Sadi Somuncuoğlu, liseden sonra devlet memuru olmuştu; çalışarak okudu. Ama bu durumu, Gençlik Kolu çalışmalarına katılmasını engellemedi. Bütün faaliyetlerde birlikte olduk. 27 Mayıs darbesinden sonra Ocak’ta toplantı yapamadığımız dönemde, İbrahim’in babasına ait taksinin içerisinde kendi derneğimizi (Üniversiteliler Kültür Derneği) kurmaya beraber karar verdik. Sadi, benden bir dönem önce, 1963 sonbaharında askere gitmişti. Dönünce serbest çalışmayı tercih etti. Önce Ocak’tan ve okuldan arkadaşı olan Oğuz Çetinoğlu ile birlikte “Dev Ajans” adıyla bir şirket kurdular. Ama bu deneme verimli olmayınca sürdürmediler. O sırada Alparslan Türkeş Bey, CKMP Genel Başkanı olmuştu; Somuncuoğlu, Parti’ye katılmaya karar verdi. Bir taraftan da Türk Ocağı Ankara Şubesinin faaliyetleriyle ve gençlerle yakında ilgileniyor, yetişmelerine yardımcı olmaya çalışıyordu. 1969’da MHP adını alan partide, 12 Eylül darbesine kadar Başkanlık Divanında yer aldı, 77 seçimlerinde milletvekili olarak Meclis’e girdi, koalisyon hükûmetinde Devlet Bakanı oldu. Türk milliyetçiliği tarihinde çok önemli yeri bulunan Devlet dergisinin çıkarılması dâhil, bu dönemde parti çevresinde yapılan milliyetçi dergi ve kitap neşriyatını hazırlayanlardan ve yönlendirenlerden biriydi. Siyasi alandaki bütün faaliyetlerde daima ön planda yer aldı. Onun Mamak’ta yargılanırken yaptığı savunma, Başsavcı Soyer’in Milliyetçi Hareket’e yönelik suçlamalarının ideolojik husumetten kaynaklanan asılsız iftiralar olduğunu ortaya koyması bakımından önemli bir belgedir.

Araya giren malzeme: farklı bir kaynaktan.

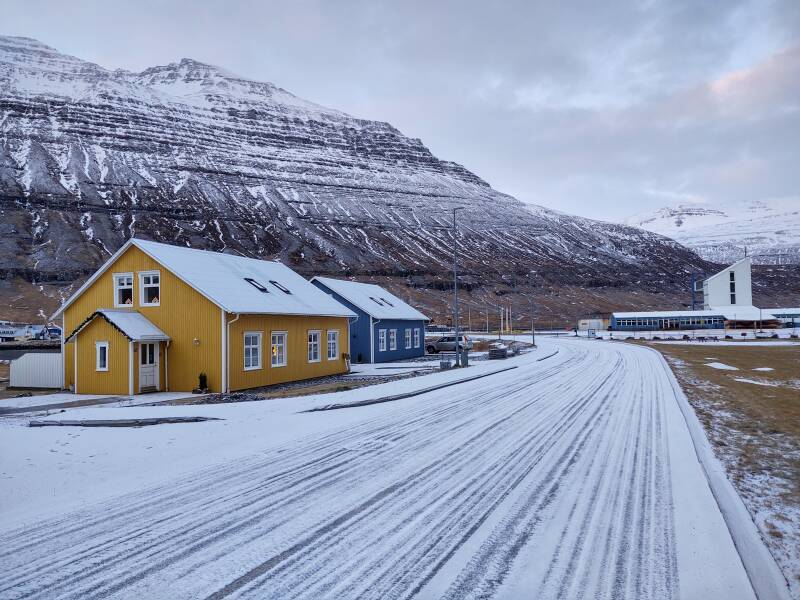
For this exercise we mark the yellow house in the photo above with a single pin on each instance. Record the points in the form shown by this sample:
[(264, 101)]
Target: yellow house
[(155, 316)]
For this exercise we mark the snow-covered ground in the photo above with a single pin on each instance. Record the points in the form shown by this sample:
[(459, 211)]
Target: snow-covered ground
[(572, 476)]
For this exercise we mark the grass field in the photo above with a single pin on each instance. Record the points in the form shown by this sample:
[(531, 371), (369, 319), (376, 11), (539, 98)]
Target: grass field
[(752, 416)]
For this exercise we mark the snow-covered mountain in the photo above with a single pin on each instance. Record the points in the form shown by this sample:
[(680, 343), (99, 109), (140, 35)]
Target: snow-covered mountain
[(768, 229), (190, 153)]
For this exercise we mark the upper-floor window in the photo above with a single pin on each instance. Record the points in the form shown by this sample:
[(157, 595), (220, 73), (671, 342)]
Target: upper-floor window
[(101, 356), (313, 346), (381, 340), (123, 289), (333, 344), (150, 288)]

Sadi Somuncuoğlu, 12 Eylül’den sonraki dönemlerde de gerek siyasette gerekse sivil toplum faaliyetlerinde Türk milliyetçiliği fikrinin en önemli isimlerinden ve yöneticilerinde biri olarak yer aldı. 1994’te Türk Ocakları Genel Başkanı oldu, bir yıl kadar sonra ANAP’tan aday olunca ayrıldı. Altmış beş yıla yakın dostluğumuz süresince Türk milliyetçiliği konusunda ve ülkemizin meseleleri hakkındaki görüş ve düşüncelerimiz her zaman örtüşmüştür. Fakat tarz, yöntem ve üslup konularında bazen farklı düşünürdük. Bunlardan birini, 2000 yılındaki Cumhurbaşkanlığı seçimi konusunda yaşadık. Onu, bir yıl önce yapılan Meclis Başkanlığı seçiminde elimden geldiğince destekledim. Mehmet Şandır’ı da yanıma alarak Abdullah Gül ile görüştük; duruşuyla, ahlakıyla, inancıyla Anadolu irfanını temsil eden Somuncuoğlu’nu desteklemenin partiler üstü bir mesele olduğuna iknaya çalıştık. Aynı şeyleri, o dönemde partisi içerisinde sözü geçen Melih Gökçek’e de söyledim; hatta Ocak’taki odamda ikisini bir araya getirip konuşturdum. Gökçek, yirmi kadar milletvekilinin desteği sözünü verdi. Ancak daha fazlası için Bahçeli’nin konuyu Erbakan ile görüşmesinin gerektiğini ifade etti. Ayvaz Gökdemir kardeşimiz de DYP grubunda çok sayıda milletvekilini ikna etmişti. Fakat MHP, grup olarak desteklemeyince Sadi seçilemedi.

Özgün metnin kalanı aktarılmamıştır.